Experiments with salt-tolerant bacteria in brine have implications for life on Mars
Salt-tolerant bacteria grown in brine were able to revive after the brine was put through a cycle of drying and rewetting. The research has implications for the possibility of life on Mars, as well as for the danger of contaminating Mars and other planetary bodies with terrestrial microbes. The research is presented at ASM Microbe 2019, the annual meeting of the American Society for Microbiology.
"Ours is the first demonstration of microbes surviving and growing after being dried and then re-wetted with humidity only," said Mark Schneegurt, Ph.D., Professor of Biological Sciences at Wichita State University, Wichita, KS.
While parched, Mars' surface has abundant sulfate salts of calcium, iron, and magnesium which could form saturated brines—even at some of the frigid temperatures that prevail on the red planet's surface—that could be compatible with terrestrial microorganisms, or that could harbor Martian microbes.
Despite the red planet's apparent aridity, humidity is thought to reach 80% to 100% at night and then plummet during the daytime as temperatures rise.
"The likelihood is high that at times surface salts may be able to attract sufficient water to form brines that can support microbial growth," said Dr. Schneegurt. "The current research may also help redefine what constitutes a habitable zone, broadening the search for life to other icy worlds."
In the study, the investigators grew species of Halomonas and Marinococcus obtained from Hot Lake, in Washington, and Great Salt Plains, in Oklahoma, in media containing 50% magnesium sulfate and 50% water. They took small drops of the grown culture and dried them in a container with water-absorbing chemicals under a vacuum, which takes about two hours.

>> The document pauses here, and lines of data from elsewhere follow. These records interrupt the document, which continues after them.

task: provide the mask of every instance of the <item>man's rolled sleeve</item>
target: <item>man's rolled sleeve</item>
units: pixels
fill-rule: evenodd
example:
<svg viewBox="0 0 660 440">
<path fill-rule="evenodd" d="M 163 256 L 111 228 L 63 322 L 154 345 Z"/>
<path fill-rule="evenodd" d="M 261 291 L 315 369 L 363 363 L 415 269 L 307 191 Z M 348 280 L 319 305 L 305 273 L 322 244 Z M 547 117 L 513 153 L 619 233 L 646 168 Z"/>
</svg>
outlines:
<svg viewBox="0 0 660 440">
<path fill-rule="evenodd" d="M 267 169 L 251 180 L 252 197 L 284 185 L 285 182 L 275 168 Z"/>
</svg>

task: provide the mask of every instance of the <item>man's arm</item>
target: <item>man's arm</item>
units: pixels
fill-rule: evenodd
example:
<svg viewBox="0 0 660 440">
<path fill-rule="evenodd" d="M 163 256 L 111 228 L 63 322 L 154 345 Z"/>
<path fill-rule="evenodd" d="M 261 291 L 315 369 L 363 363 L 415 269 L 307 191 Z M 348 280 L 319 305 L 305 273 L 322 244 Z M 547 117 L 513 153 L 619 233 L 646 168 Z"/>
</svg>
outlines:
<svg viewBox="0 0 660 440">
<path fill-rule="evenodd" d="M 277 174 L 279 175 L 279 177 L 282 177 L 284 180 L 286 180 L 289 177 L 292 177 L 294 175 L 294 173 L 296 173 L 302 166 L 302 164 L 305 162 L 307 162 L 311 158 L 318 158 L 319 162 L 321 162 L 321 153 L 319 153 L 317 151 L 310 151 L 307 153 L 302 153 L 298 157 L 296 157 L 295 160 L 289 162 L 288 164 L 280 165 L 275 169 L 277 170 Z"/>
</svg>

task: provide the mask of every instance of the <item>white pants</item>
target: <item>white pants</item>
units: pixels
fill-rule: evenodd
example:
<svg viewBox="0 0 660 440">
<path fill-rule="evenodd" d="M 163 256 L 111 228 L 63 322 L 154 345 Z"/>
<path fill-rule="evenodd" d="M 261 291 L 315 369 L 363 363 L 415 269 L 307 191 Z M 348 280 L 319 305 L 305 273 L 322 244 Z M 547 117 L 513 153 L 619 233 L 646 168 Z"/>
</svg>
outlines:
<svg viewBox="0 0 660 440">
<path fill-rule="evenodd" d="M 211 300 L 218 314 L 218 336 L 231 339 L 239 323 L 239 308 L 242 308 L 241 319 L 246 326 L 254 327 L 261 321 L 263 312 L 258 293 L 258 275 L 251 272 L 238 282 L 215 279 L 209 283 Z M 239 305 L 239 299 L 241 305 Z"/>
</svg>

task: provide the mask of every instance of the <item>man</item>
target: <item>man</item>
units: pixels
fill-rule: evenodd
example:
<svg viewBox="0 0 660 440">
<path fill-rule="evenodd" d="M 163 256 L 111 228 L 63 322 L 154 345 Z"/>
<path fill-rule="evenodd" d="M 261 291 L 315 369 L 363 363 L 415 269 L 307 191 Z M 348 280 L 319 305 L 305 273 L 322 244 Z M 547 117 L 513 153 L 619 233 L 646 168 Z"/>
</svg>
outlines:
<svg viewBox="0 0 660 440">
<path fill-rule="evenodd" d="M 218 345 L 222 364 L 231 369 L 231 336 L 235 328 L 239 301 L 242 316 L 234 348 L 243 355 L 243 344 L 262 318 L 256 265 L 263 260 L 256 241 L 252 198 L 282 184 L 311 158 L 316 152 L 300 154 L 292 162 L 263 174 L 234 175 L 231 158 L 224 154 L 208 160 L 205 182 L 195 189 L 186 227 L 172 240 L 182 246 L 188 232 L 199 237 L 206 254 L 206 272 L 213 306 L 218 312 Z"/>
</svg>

The dried drops were locked in a Mason jar with some water or a salt solution, and the jar fills with humidity. Within a day, the salts in the dried culture absorb enough water to make a liquid brine, at which point the bacterial cells revive. While there is modest cell death with each cycle—typically less than 50%—a substantial proportion of cells survive.
In experiments where water was not added directly to the dried cultures, the investigators maintained the cultures in a sealed jar, above a layer of water or a salt solution. The dry, water-attracting magnesium sulfate formed a saturated brine in less than a day by absorbing moisture from the air inside the jar. Surviving cells revived, and began to grow, reaching high culture densities.

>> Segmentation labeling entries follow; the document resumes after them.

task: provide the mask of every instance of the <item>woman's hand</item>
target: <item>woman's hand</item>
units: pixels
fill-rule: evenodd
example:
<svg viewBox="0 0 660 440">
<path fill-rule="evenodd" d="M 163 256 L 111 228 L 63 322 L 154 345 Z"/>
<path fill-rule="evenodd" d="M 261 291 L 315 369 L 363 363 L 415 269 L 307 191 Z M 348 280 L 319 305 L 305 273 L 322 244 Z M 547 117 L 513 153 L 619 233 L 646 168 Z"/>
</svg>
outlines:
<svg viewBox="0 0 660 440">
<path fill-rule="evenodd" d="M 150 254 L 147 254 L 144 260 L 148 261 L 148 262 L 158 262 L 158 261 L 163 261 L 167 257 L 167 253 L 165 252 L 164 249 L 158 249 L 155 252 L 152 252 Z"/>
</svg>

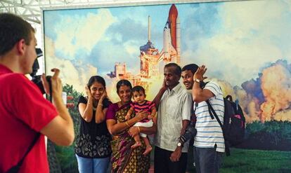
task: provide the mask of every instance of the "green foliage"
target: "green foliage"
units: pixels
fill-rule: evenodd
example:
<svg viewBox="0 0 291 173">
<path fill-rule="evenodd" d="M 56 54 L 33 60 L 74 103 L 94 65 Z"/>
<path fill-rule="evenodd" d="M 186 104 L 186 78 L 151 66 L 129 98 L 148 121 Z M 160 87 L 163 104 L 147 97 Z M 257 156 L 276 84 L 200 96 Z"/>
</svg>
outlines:
<svg viewBox="0 0 291 173">
<path fill-rule="evenodd" d="M 67 103 L 73 103 L 74 107 L 69 109 L 70 114 L 74 122 L 75 135 L 77 136 L 79 132 L 79 126 L 80 123 L 79 111 L 77 107 L 79 97 L 83 93 L 79 92 L 73 88 L 72 85 L 65 84 L 63 88 L 63 91 L 67 92 L 67 96 L 72 96 L 72 100 L 67 100 Z M 63 172 L 78 172 L 77 162 L 74 151 L 75 141 L 73 144 L 67 146 L 56 146 L 57 157 L 60 162 Z"/>
<path fill-rule="evenodd" d="M 265 123 L 259 121 L 247 124 L 248 138 L 267 142 L 273 146 L 291 144 L 291 122 L 271 120 Z"/>
<path fill-rule="evenodd" d="M 220 172 L 291 172 L 291 152 L 231 148 Z"/>
</svg>

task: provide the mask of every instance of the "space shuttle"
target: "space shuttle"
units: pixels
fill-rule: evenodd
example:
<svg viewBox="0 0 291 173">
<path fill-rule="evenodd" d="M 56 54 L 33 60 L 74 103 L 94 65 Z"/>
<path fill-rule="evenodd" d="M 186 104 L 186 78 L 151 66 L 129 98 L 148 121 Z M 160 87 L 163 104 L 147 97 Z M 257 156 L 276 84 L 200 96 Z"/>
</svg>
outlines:
<svg viewBox="0 0 291 173">
<path fill-rule="evenodd" d="M 180 64 L 180 19 L 178 17 L 178 11 L 174 4 L 172 4 L 169 11 L 168 20 L 164 27 L 163 48 L 160 52 L 159 62 L 164 64 L 175 62 Z"/>
</svg>

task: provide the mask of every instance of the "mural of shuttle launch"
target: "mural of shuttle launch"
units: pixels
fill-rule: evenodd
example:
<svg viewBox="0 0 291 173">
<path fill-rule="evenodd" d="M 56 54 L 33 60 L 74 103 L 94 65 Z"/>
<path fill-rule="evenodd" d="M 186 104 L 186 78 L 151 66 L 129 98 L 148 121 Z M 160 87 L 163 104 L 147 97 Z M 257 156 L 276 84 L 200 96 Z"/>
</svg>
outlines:
<svg viewBox="0 0 291 173">
<path fill-rule="evenodd" d="M 239 100 L 247 123 L 291 121 L 291 96 L 285 94 L 291 93 L 291 18 L 283 15 L 291 16 L 290 4 L 263 0 L 45 11 L 46 71 L 56 65 L 63 69 L 64 83 L 79 92 L 92 75 L 105 78 L 108 90 L 129 79 L 144 86 L 151 99 L 162 83 L 165 64 L 205 64 L 207 77 Z M 285 84 L 273 83 L 276 76 Z M 118 99 L 115 92 L 108 93 Z"/>
<path fill-rule="evenodd" d="M 79 95 L 101 76 L 115 102 L 120 79 L 152 100 L 165 64 L 205 64 L 247 122 L 246 143 L 221 172 L 291 172 L 291 1 L 214 1 L 44 11 L 46 72 L 59 68 Z"/>
<path fill-rule="evenodd" d="M 163 47 L 162 51 L 156 48 L 150 41 L 150 17 L 148 17 L 148 42 L 140 47 L 140 74 L 133 75 L 126 71 L 126 63 L 115 63 L 115 71 L 108 75 L 110 78 L 128 79 L 134 85 L 148 85 L 158 79 L 163 74 L 163 67 L 169 62 L 181 63 L 180 20 L 178 10 L 172 4 L 163 30 Z M 149 80 L 150 79 L 150 80 Z"/>
</svg>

"Liquid water is key to life," said Dr. Schneegurt. "Liquid water on Mars is likely saturated with salts. We work at the limits of life to demonstrate microbial tolerances to high salts and low temperatures."
"Understanding how microbes can grow on Mars relates directly to the risks of contaminating Mars or other celestial bodies with organisms that can potentially grow on these worlds. This also speaks to the definition of habitable zones and the search for life on Mars and the icy worlds," said Dr. Schneegurt.